The module is seamlessly integrated in standard measurement modules: Scripts can be easily called from other modules, and custom functions or pre-defined measurement can be started from within a script.
The scripting module is not intended as a replacement of the Nanonis Programming Interface, but as complementary module: It allows 100x faster execution speed while the Programming Interface offers more flexibility.
See below for some script examples.
- Fast and precise: Up to 20’000 commands/s executed on the real-time system
- Seamless integration with standard modules and programming interface
- FOR-loops for repeated measurement loops
- IF-commands for conditional execution and real-time feedback
- Data acquisition options for customized measurements
Script example: SQUID maximum current determination
The following script solves an issue typical for SQUID measurements where it is necessary to detect the maximum current at which the SQUID will have zero voltage across the device. But the script could also be used to detect any threshold.

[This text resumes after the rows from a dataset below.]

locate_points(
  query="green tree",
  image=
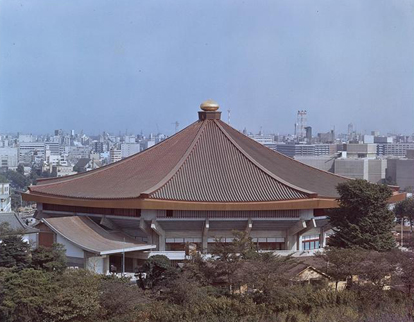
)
(14, 252)
(363, 219)
(76, 298)
(158, 270)
(228, 258)
(341, 263)
(405, 209)
(24, 295)
(51, 259)
(20, 169)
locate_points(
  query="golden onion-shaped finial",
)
(209, 106)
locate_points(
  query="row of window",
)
(223, 239)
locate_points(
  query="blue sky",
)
(134, 65)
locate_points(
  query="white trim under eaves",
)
(130, 249)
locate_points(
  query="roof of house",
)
(88, 235)
(82, 163)
(208, 161)
(310, 262)
(16, 223)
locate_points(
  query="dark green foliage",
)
(259, 290)
(158, 271)
(24, 295)
(49, 259)
(363, 219)
(405, 210)
(20, 169)
(14, 252)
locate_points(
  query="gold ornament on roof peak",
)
(209, 106)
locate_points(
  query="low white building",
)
(88, 245)
(15, 223)
(5, 199)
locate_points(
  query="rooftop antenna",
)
(176, 126)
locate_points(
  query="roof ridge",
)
(178, 166)
(297, 161)
(261, 167)
(59, 180)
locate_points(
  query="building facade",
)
(196, 187)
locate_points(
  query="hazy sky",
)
(115, 65)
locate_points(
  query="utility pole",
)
(176, 126)
(123, 260)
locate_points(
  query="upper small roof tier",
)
(208, 161)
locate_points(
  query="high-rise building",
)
(115, 155)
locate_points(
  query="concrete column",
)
(205, 236)
(106, 265)
(291, 241)
(249, 226)
(146, 229)
(161, 235)
(322, 238)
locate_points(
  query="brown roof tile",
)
(208, 161)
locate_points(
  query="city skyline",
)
(138, 66)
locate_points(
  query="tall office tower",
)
(308, 131)
(350, 129)
(301, 121)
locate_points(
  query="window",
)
(310, 242)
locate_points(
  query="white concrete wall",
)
(32, 239)
(71, 249)
(96, 264)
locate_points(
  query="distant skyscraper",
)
(301, 124)
(308, 130)
(350, 128)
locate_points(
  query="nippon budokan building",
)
(200, 184)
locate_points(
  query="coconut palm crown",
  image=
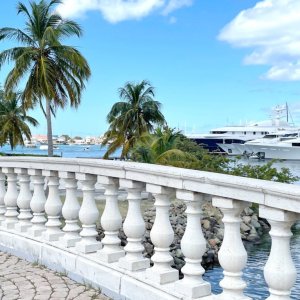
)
(131, 118)
(54, 73)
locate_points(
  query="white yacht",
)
(287, 148)
(226, 139)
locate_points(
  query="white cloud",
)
(271, 29)
(120, 10)
(176, 4)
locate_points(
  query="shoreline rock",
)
(252, 228)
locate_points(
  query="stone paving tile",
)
(20, 279)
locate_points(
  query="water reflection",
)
(253, 273)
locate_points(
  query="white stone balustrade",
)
(23, 200)
(70, 211)
(37, 203)
(31, 226)
(162, 236)
(10, 199)
(280, 272)
(111, 221)
(193, 246)
(88, 215)
(134, 228)
(232, 254)
(53, 207)
(2, 194)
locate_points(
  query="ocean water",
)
(257, 253)
(253, 273)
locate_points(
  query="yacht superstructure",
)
(225, 139)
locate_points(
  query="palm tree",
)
(129, 119)
(13, 120)
(54, 73)
(161, 147)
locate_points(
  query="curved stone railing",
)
(62, 236)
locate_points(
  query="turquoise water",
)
(257, 254)
(253, 273)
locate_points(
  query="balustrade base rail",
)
(61, 235)
(113, 281)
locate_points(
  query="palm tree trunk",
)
(49, 129)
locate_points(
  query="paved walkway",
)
(20, 279)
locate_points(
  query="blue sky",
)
(212, 62)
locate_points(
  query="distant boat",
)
(45, 147)
(29, 144)
(229, 138)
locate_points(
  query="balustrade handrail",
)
(273, 194)
(63, 233)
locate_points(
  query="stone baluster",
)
(134, 228)
(2, 194)
(70, 211)
(232, 254)
(162, 235)
(10, 199)
(111, 221)
(37, 203)
(23, 201)
(88, 215)
(193, 246)
(53, 207)
(280, 272)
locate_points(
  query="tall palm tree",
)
(54, 73)
(13, 120)
(132, 117)
(161, 147)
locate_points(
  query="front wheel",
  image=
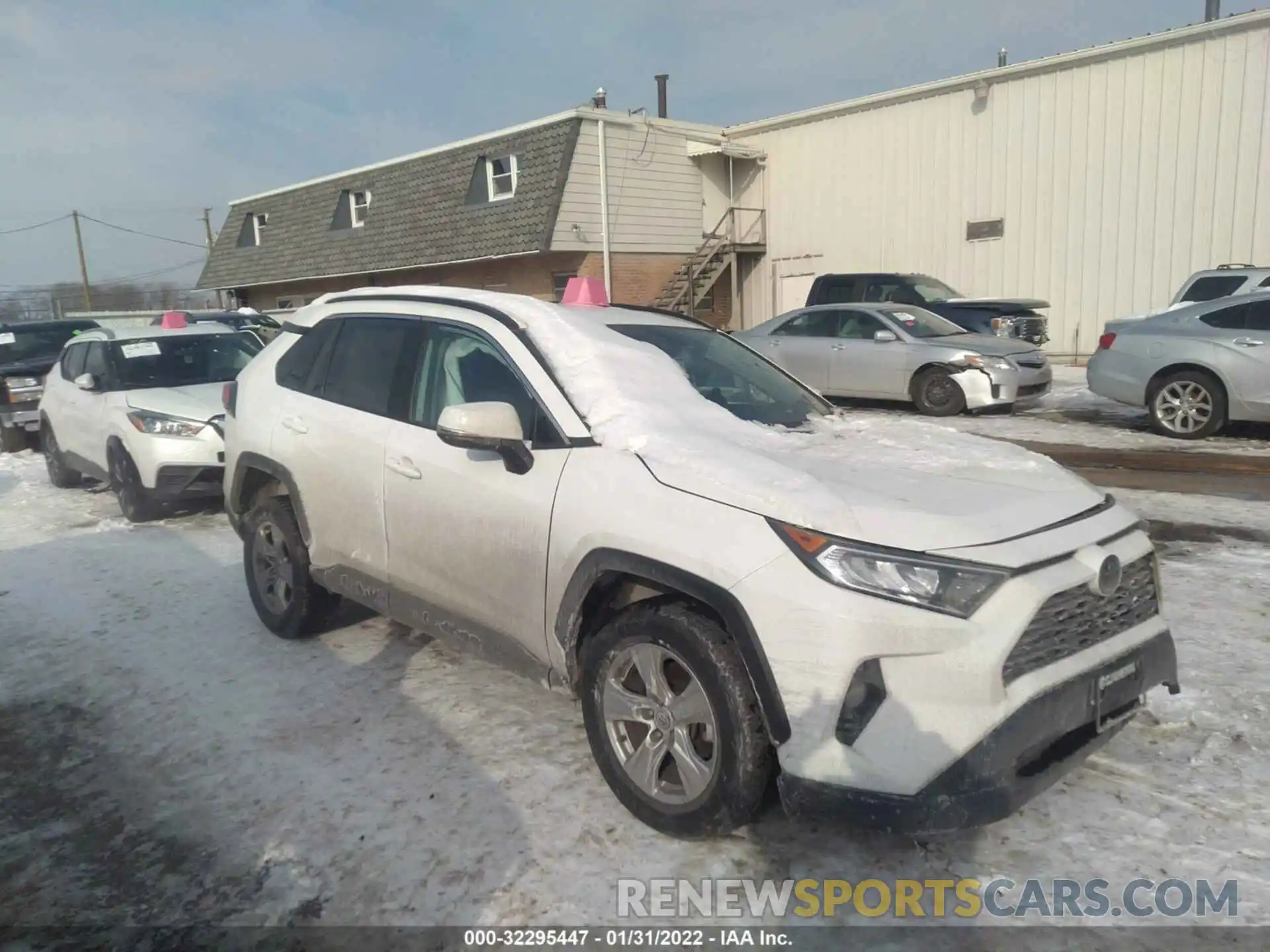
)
(672, 720)
(937, 394)
(1188, 405)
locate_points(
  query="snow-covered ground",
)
(165, 758)
(1072, 414)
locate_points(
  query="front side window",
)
(732, 375)
(812, 324)
(919, 323)
(1213, 287)
(181, 361)
(501, 175)
(365, 364)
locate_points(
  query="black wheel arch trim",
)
(597, 563)
(272, 467)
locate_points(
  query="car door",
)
(1241, 338)
(802, 346)
(331, 434)
(468, 539)
(863, 366)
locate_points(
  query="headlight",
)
(161, 426)
(944, 586)
(987, 364)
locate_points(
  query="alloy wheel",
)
(1184, 407)
(272, 568)
(661, 724)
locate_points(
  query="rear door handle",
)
(404, 467)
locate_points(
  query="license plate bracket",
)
(1118, 694)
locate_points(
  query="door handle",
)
(404, 467)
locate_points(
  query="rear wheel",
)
(937, 394)
(59, 473)
(276, 561)
(1188, 405)
(673, 721)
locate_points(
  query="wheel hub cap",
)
(661, 724)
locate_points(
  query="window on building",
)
(357, 205)
(501, 175)
(1213, 287)
(560, 284)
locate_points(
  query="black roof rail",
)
(667, 313)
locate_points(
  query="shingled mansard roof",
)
(419, 214)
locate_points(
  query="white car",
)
(921, 627)
(142, 409)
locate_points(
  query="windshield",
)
(922, 324)
(19, 344)
(732, 375)
(182, 361)
(933, 291)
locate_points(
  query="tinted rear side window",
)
(1213, 287)
(294, 366)
(366, 364)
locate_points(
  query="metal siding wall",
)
(1117, 178)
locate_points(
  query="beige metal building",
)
(1097, 180)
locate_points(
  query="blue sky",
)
(144, 112)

The script increases the voltage (which is converted to currrent over a resistor or voltage controlled current source) on a user-selectable output and monitors an input channel. As soon as the signal at the input channel reaches a certain threshold, ramping of the output stops and the final output voltage value before the ramping stopped is stored.
This measurement is typically either slow, requires signal generators with complex triggering, or will run without feedback driving the SQUID in its non-superconducting state for longer periods of time with the risk of damaging the device. The very simple script shown below solves all these issues offering a very fast and safe method of determining the transition point.
The script consists of two FOR loops: The first one performs a set of voltage ramps to determine the voltage (and therefore current) corresponding to the transition point (100 ramps in the example). The second loop generates the measurement points within a voltage ramp. An IF condition in the second loop stops the loop if the signal at one of the inputs (input 5 in the example) is above a certain threshold (15 mV in the example), and then writes the last output value into a data buffer.
The module runs 20'000 commands per second, meaning that the complete sequence can be run in significantly less than a minute.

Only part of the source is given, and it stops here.